On October 24, 2024, an extratropical cyclone dramatically altered the arid landscape of the Sahara Desert, creating ephemeral lakes following intense rainfall that delivered the equivalent of a year's worth of precipitation in Morocco, Algeria, Tunisia, and Libya within just a few days. Notably, the Sebkha el Melah lake in Algeria emerged, showcasing a landscape reminiscent of a much greener and wetter past in this vast desert region.
Satellite images from NASA's Operational Land Imager-2 aboard Landsat 9 reveal a striking contrast between the lake's dry bed on August 12 and its filling on September 29. The lake covered 191 square kilometers with a depth of 2.2 meters, approximately 33% full, according to Moshe Armon, a researcher at the Hebrew University of Jerusalem who analyzed the satellite data.
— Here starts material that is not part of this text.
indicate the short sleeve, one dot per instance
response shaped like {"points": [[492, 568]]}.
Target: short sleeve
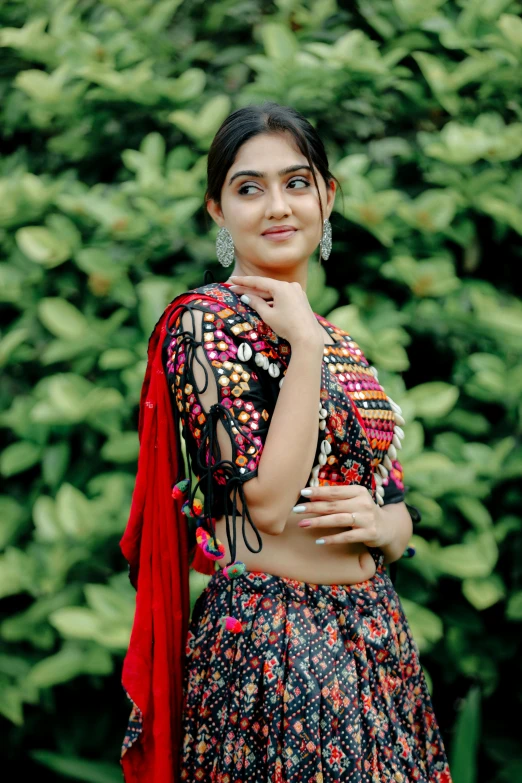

Images from Landsat 9 and other satellites, including NASA's Terra, highlight changes not only in Sebkha el Melah but also in other ephemeral lakes near Erg Chebbi in Morocco, indicating how overflowing rivers from the Atlas Mountains contributed to this phenomenon, as reported by Live Science.
This rare and largely undocumented transient event has occurred only twice in Sebkha el Melah since 2000, with previous occurrences in 2008 and 2014. The phenomenon offers insights into the Sahara's climate thousands of years ago, during the African Humid Period, when the desert was significantly greener and wetter, supporting ancient human life.
Despite evidence suggesting a wetter past, there is ongoing scientific debate regarding the Sahara's historical humidity levels. Current climate models often fail to replicate the necessary precipitation levels to sustain the vast lakes believed to have existed. Events like the filling of Sebkha el Melah provide critical data for understanding these historical climates.
Dr. Moshe Armon posits that extreme rainfall events, such as those seen in September in northwest Sahara, may have been more frequent in the past. Given the slow drying process of these lakes, similar events could have kept them partially filled for years or decades, even with infrequent rainfall.
These findings are vital for understanding both the historical and future climate of the Sahara. While small orbital variations known as Milankovitch cycles were the primary drivers of the African Humid Period, current climate change adds complexity to these patterns.
Projections from the Intergovernmental Panel on Climate Change (IPCC) suggest that some areas of the Sahara may experience increased rainfall as global temperatures rise, while others could become even drier. However, uncertainties surrounding these projections remain significant, leaving the future of the Sahara unclear.